My recollection of 1980s GQ was that the models all appeared happier, or at least not miserable—even if they weren’t all smiling back then. Most of the posers in 2022 (assuming this issue of Vogue represents today’s average model facial expression) are simply expressionless, and come across as bored, even miserable as if they were some kind of indentured, rich punk. I have to wonder, was the photographer behind the camera saying things like, “C’mon, show me sexy, babe,” or were they saying, “Show me how excited you are about a weekend getaway with… (insert least favorite celebrity/politician here).”

Perhaps the exception in fashion magazines: an older model who is clearly happy for Dolce & Gabbana.

I know these kind of publications are known for their advertisements and that’s one of the top reasons people purchase them, but I counted 27 pages of advertisements before I reached part one of the table of contents.

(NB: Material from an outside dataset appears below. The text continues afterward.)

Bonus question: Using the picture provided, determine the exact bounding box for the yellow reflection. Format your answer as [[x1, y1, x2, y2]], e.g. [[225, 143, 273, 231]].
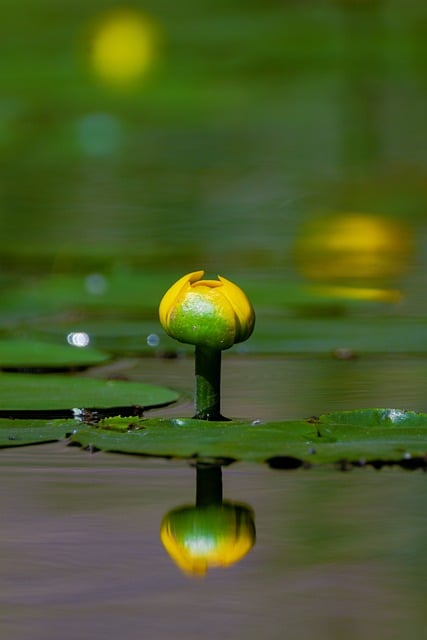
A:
[[91, 10, 158, 87], [295, 213, 412, 300], [160, 467, 255, 576]]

Following that, more ads and then part two of the table of contents. The first editorial piece was listed on page 49.

A few things that I noted that haven’t changed at all since the 80s is the advertisers. There is still an abundance of jewelry, clothing, make-up, skin care, and perfume ads (and their fragrant pages), but only one cigarette ad in the entire issue and it wasn’t even a cigarette one would associate with fashion—Lucky Strikes, the cigarette my father smoked when he was a young man.

I suppose my grumblings here are somewhat expected given my past 60-year-old status, but I did find one very nice and refreshing feature of this 2022 periodical—it’s cover featured a pregnant, Black woman named Rihanna. I hear she’s very talented and popular.

All Black


17 August 2000
Auckland, New Zealand

If you go to New Zealand, take plenty of black with you because it is everywhere—women in black, men in black, kids in black, black trousers, black tops, black jerseys, black shoes and socks and I can only guess, black undies too. At first I thought it might be only an Auckland thing, but not so, I’ve seen an abundance of black in Nelson, Wellington, Rotorua and Christchurch. Maybe I’ll come to know the rationale in wanting to look like a relative of Johnny Cash before leaving the country next year.

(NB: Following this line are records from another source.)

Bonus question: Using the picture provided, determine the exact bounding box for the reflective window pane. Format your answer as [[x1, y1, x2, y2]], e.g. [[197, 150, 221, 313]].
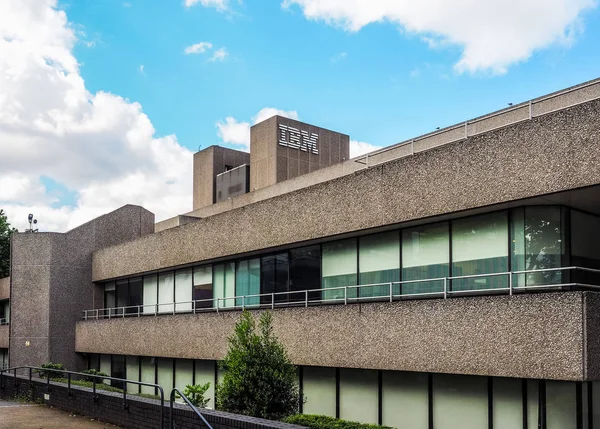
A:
[[400, 222, 450, 294], [323, 238, 358, 300], [194, 265, 213, 308], [290, 245, 321, 301], [358, 231, 400, 297], [451, 211, 508, 291], [235, 258, 260, 306]]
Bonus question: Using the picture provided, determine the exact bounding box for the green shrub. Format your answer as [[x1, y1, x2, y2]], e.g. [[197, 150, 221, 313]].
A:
[[81, 368, 110, 383], [36, 362, 65, 379], [283, 414, 392, 429], [215, 311, 303, 420], [183, 382, 210, 408]]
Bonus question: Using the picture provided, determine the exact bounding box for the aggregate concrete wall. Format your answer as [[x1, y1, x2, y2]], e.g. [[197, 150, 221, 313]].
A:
[[0, 374, 303, 429], [93, 100, 600, 281], [76, 292, 600, 380], [10, 205, 154, 369]]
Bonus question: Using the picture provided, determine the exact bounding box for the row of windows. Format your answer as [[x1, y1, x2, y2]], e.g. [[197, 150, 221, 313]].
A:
[[105, 206, 600, 313], [90, 355, 600, 429]]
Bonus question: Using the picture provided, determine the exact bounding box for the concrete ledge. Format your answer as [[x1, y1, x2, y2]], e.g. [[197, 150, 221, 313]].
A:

Maybe the popularity of black attire has to do with Rugby—New Zealand’s favorite sport (I know, sounds like a stretch already). The national rugby team of New Zealand is known as the All Blacks—and as one would expect, their uniforms are nothing but black. Yet I have to wonder if rugby fans and fashion fanatics go hand-in-hand. Perhaps its a fashion from years past that has evolved into a low-grade New Zealand custom—some color trend that carried over from New York, Paris or London awhile back—kind of like a fashion “hiccup.” I’ve some nerve; writing about fashion after coming from Powell, Wyoming, where flannel is king.

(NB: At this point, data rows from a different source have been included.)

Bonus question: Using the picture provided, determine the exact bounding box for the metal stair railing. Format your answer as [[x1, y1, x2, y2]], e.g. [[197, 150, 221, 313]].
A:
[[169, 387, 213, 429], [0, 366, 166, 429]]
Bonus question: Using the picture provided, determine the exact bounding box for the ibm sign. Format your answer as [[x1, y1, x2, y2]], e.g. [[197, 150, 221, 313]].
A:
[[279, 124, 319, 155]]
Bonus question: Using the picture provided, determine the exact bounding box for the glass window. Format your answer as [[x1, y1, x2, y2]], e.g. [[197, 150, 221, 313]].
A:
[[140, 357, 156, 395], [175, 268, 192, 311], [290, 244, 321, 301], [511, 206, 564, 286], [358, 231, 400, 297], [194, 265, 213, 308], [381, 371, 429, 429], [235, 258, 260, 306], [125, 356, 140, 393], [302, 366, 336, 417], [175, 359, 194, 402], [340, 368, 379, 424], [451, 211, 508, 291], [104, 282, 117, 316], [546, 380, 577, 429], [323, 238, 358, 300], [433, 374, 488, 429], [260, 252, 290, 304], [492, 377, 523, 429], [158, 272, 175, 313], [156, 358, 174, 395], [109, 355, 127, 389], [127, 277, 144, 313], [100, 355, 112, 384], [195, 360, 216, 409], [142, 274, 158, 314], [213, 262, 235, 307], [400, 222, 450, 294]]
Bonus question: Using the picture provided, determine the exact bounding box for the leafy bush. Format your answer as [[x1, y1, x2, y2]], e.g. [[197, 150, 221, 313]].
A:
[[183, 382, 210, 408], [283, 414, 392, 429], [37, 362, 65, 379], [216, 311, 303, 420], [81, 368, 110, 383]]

In all of this fashion for the dark side, there are the “black shops” (as I like to call them). These stores cater to the darker dressed individuals and are everywhere in Auckland. For the most part, black shops all look the same too—a stripped down shop staffed by a twenty-something, black-clothed fashion victim with a bare-bones selection of, you guessed it, black clothing on the shelves. All accessories are black too. I just can’t figure out if this minimalist environment for a clothing store is considered sheik or is it the result of a limited bankroll that keeps inventory to this reduced state. I find them absolutely fascinating, yet I can’t say why. Seldom do I ever see customers in such stores, but surely they find their way in as I consider all the black on the streets. From my multiple observations, the clerk is always sitting at the front counter for a good part of the day mulling over fashion magazines or sending out email to friends because there is clearly nothing else to do in the store. Maybe these stores are a front for some kind of illegal operation.

If I had my way, I’d loiter in one of those stores for the good part of a day as an invisible man so I could be mesmerized by the listlessness of activity; contemplating the under appreciated, dressed-up clerk while enjoying the tranquil setting of a store stocked with a thinned selection of black attire.